Funded by NERC, the SPF Landscape Decisions Programme funds a number of projects to develop landscape decision models, that have the potential to provide useful evidence or act as tools for farmer decision-making. CCRI received funding from this programme to organise and convene a commissioned workshop and complete a report, with the objective to produce guidance on what we need to do in the future to make available evidence from landscape decision models usable for farmers and others making decisions on the ground.
The project focuses on farmers and farm advisors as key, yet often under researched, actors in the context of efforts to implement landscape solutions to the climate and biodiversity emergencies. It is important to better understand how the evidence provided by these models, or the tools themselves, can better support farmers’ and their advisors’ decision-making.
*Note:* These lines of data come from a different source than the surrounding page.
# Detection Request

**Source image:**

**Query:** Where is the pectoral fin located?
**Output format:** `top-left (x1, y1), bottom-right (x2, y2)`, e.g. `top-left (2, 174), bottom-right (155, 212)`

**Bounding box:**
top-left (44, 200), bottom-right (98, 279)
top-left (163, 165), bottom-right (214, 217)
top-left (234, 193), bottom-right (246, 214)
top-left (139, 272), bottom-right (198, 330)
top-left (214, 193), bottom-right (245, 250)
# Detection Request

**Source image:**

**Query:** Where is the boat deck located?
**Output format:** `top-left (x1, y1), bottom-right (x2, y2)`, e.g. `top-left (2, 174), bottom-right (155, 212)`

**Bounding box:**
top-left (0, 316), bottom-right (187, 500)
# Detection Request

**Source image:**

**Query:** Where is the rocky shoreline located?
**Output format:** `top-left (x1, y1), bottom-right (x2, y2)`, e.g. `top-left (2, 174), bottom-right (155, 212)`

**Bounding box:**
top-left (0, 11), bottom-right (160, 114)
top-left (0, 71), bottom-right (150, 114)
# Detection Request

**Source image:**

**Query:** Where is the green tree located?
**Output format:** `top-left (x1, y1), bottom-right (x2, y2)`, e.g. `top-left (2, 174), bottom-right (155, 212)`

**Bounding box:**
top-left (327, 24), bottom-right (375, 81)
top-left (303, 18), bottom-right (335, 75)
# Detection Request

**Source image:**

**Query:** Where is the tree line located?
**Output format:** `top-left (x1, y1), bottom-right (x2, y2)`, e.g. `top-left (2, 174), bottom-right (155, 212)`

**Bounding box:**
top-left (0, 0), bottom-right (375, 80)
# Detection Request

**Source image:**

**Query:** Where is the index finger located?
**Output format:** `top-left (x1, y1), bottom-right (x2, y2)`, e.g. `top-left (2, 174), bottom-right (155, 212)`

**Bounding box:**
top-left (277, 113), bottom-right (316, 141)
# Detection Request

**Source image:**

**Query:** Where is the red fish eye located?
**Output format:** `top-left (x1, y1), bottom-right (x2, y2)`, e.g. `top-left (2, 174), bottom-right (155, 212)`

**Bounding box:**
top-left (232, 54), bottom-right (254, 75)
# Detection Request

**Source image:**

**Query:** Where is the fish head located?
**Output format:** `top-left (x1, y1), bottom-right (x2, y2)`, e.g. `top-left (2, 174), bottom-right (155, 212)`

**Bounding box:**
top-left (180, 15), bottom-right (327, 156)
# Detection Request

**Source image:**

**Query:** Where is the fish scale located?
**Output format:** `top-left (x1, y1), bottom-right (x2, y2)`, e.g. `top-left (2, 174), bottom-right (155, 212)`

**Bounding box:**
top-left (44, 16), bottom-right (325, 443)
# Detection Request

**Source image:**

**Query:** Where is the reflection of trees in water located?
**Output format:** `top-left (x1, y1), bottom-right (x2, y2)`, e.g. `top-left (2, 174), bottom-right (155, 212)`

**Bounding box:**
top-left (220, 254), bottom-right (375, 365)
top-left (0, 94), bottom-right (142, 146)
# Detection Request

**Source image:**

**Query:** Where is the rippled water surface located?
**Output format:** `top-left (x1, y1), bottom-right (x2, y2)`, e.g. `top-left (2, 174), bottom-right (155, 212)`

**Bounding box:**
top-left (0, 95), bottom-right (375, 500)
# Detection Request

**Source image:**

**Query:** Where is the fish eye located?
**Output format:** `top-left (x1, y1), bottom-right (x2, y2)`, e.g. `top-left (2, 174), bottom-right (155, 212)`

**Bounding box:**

Exploring how and why this group make land-use decisions, and how such behaviours can be influenced, is vital in the context of ambitious and fast shifting policy goals in these areas
The findings from this project suggest that factors identified by Rose et al. (2016), in
agreement with previous and subsequent evidence, are also significant within the e-DST
context. The most influential factors determining e-DST uptake were identified as
performance expectancy, ease of use, peer recommendation, cost, habit, age, IT education
and compliance.
The report concludes with eleven recommendations that provide guidance to ensure that
evidence from e-DSTs is usable for farmers, their advisors and other decision makers. Further details are available, in full, in the Final Report.
The project, involving Dr Julie Urquhart, Dr Nenia Micha and Alice Goodenough, was completed in January 2023.